Find and rent your GPU

  1. Setup your Vast account and add credit: Review the quickstart guide to get familar with the service if you do not have an account with credits loaded.
  2. Select the Dia TTS template: click on temp and select the recomended TTS template Dia 1.6b TTS. Click on the play icon to select the template. You will then go to the search menu to find a GPU.
    • Click on the Readme link at any time for a detailed guide on how to use the template.
  3. VRAM Requirements: Check that your GPU VRAM is sufficient for the model.

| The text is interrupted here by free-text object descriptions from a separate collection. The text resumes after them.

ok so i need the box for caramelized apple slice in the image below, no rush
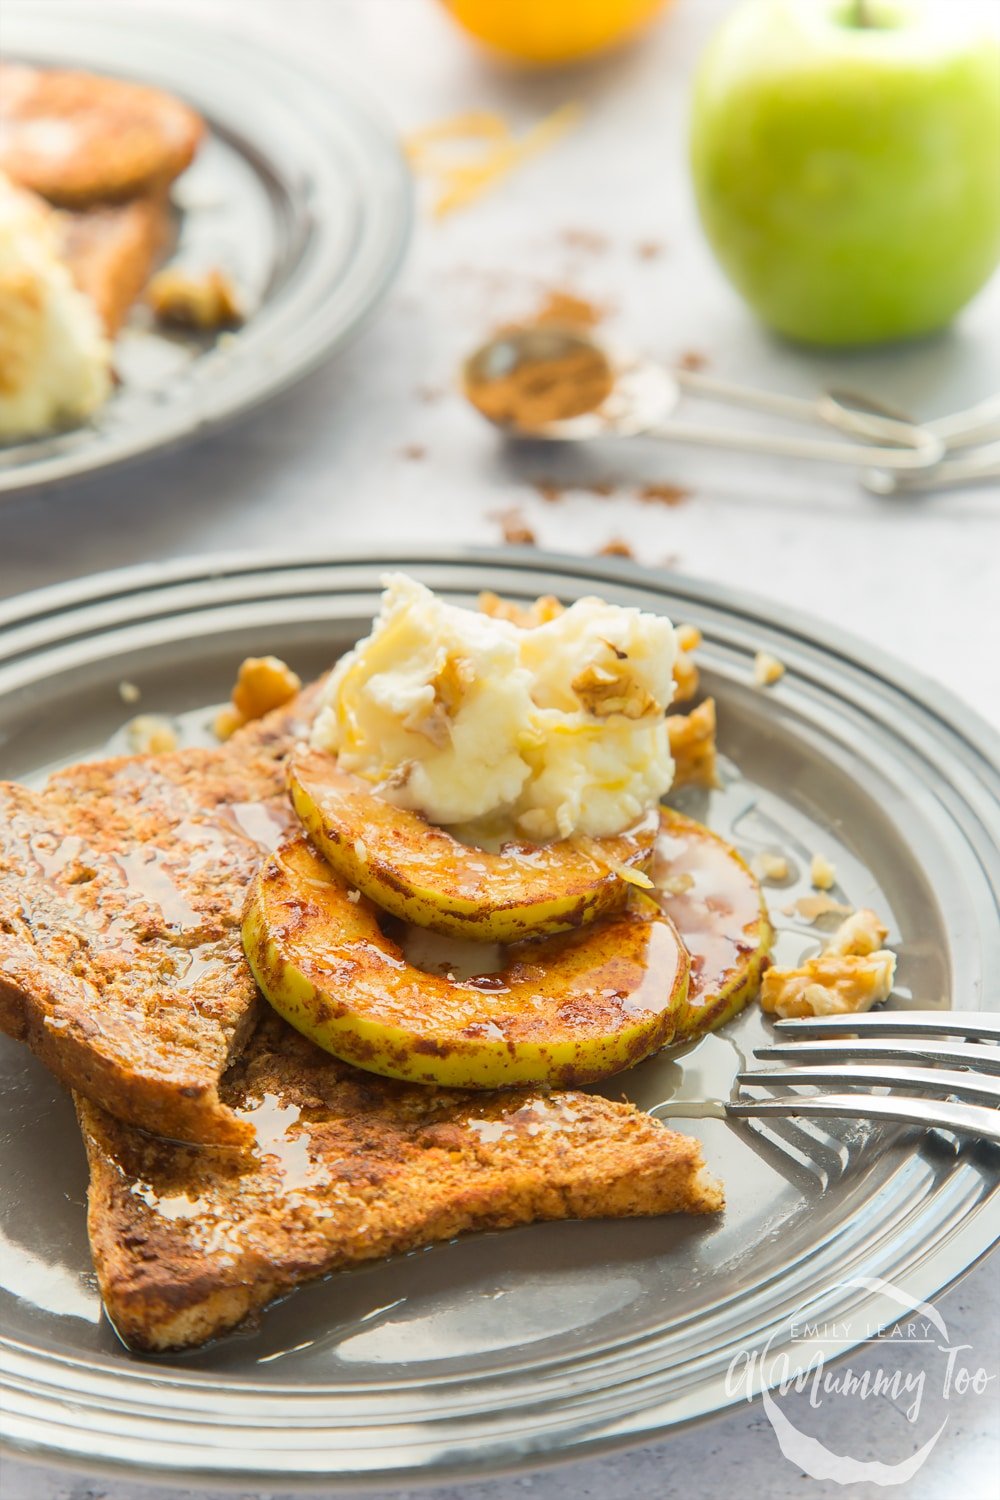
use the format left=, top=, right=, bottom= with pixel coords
left=653, top=809, right=772, bottom=1042
left=243, top=836, right=688, bottom=1089
left=288, top=748, right=657, bottom=944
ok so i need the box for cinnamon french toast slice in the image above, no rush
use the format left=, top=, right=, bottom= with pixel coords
left=0, top=688, right=317, bottom=1146
left=79, top=1011, right=723, bottom=1351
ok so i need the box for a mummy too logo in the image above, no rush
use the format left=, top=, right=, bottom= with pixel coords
left=726, top=1277, right=996, bottom=1486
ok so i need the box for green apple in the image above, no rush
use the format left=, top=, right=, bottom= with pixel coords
left=690, top=0, right=1000, bottom=346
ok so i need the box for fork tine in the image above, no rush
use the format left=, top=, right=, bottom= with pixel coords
left=728, top=1093, right=1000, bottom=1145
left=773, top=1010, right=1000, bottom=1042
left=754, top=1038, right=1000, bottom=1074
left=736, top=1065, right=1000, bottom=1105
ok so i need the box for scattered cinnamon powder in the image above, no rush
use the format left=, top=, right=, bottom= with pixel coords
left=533, top=477, right=618, bottom=501
left=636, top=239, right=665, bottom=261
left=598, top=538, right=634, bottom=558
left=638, top=482, right=690, bottom=507
left=559, top=228, right=609, bottom=256
left=534, top=480, right=564, bottom=503
left=531, top=288, right=607, bottom=328
left=678, top=350, right=709, bottom=372
left=399, top=443, right=427, bottom=461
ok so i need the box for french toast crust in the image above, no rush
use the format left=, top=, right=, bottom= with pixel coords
left=58, top=193, right=173, bottom=334
left=79, top=1014, right=723, bottom=1351
left=0, top=688, right=319, bottom=1145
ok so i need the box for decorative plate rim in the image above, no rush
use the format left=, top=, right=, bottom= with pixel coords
left=0, top=4, right=413, bottom=496
left=0, top=548, right=996, bottom=1490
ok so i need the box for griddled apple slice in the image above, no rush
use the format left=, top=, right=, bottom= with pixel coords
left=653, top=809, right=772, bottom=1042
left=242, top=836, right=689, bottom=1089
left=288, top=748, right=657, bottom=944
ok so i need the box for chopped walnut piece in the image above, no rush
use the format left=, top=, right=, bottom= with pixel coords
left=148, top=267, right=244, bottom=330
left=214, top=655, right=301, bottom=741
left=810, top=853, right=837, bottom=890
left=761, top=908, right=896, bottom=1019
left=125, top=715, right=178, bottom=755
left=404, top=654, right=474, bottom=746
left=478, top=591, right=565, bottom=628
left=753, top=651, right=786, bottom=687
left=571, top=650, right=660, bottom=720
left=825, top=907, right=889, bottom=956
left=673, top=624, right=701, bottom=704
left=751, top=851, right=790, bottom=883
left=668, top=697, right=719, bottom=789
left=377, top=759, right=416, bottom=792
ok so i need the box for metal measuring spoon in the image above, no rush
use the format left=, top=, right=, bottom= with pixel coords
left=861, top=391, right=1000, bottom=493
left=463, top=327, right=944, bottom=471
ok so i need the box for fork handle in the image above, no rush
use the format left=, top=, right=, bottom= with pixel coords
left=729, top=1093, right=1000, bottom=1146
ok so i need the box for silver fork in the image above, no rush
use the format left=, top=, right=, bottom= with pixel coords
left=729, top=1011, right=1000, bottom=1146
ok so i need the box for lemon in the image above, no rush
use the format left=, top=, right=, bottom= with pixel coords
left=442, top=0, right=672, bottom=66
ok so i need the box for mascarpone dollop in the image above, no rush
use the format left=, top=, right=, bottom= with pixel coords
left=0, top=173, right=111, bottom=441
left=311, top=573, right=677, bottom=840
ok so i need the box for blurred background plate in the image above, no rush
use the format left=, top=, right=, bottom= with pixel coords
left=0, top=549, right=997, bottom=1490
left=0, top=3, right=413, bottom=496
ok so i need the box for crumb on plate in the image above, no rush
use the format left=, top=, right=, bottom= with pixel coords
left=753, top=650, right=785, bottom=688
left=810, top=852, right=836, bottom=890
left=784, top=893, right=854, bottom=924
left=125, top=714, right=177, bottom=755
left=148, top=266, right=243, bottom=331
left=751, top=851, right=790, bottom=883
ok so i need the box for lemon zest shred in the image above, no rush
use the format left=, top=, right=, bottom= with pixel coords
left=432, top=102, right=583, bottom=219
left=405, top=111, right=512, bottom=162
left=572, top=835, right=654, bottom=890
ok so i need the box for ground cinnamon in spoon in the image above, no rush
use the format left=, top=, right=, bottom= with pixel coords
left=465, top=286, right=614, bottom=429
left=465, top=334, right=613, bottom=428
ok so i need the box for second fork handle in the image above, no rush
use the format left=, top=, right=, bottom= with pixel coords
left=647, top=418, right=944, bottom=470
left=676, top=368, right=936, bottom=451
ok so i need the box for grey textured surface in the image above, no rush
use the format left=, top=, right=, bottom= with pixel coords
left=1, top=1, right=998, bottom=1497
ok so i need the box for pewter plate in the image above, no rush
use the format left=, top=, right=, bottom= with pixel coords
left=0, top=5, right=412, bottom=496
left=0, top=550, right=997, bottom=1490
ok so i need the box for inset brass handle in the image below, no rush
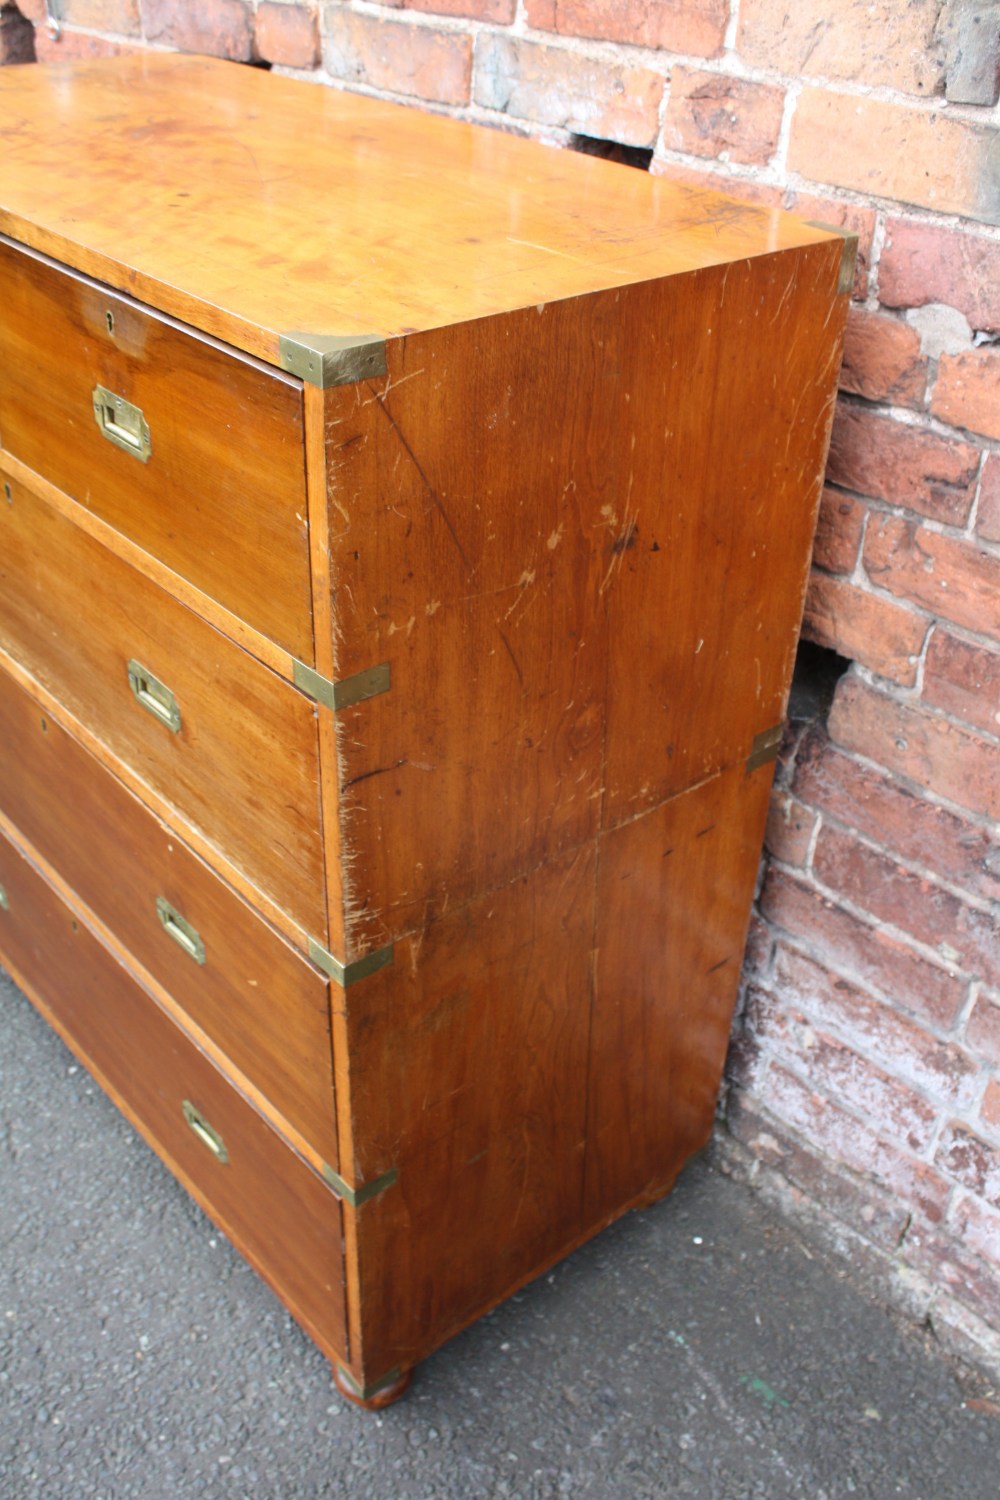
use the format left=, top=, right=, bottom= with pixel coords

You will need approximately 8Gb VRAM

Steps to Open the TTS Interface

  1. After the instance loads, click the “Open” Button
    • This will initiate the Instance Portal with links to all the services running on the instance.
  2. Check the installation progress
    • The TTS application and model will be installed on first launch. From the Instance Portal you can view the progress by clicking the ‘Instance Logs’ tab.
  3. Launch the Application
    • When the installation is complete, You can click the “Dia TTS Interface” launch button to start the interface.

Generate some audio

Once the interface has loaded, you can begin generating speech. Simply modify the input text, ensuring that each line is prefixed with the speaker ID and then click the ‘Generate Audio’ button. It will take a few seconds to generate, but once it has finished you can click the play button in the upper right to hear the results.
Gradio application for speech generation with Dia TTS model

Dia TTS Interface

If you prefer to use the CLI, you can find all of the files you need in the /workspace/dia directory which you can access either via SSH or in a Jupyter terminal. Full instructions for Nari Labs Dia can be found in their GitHub Repository.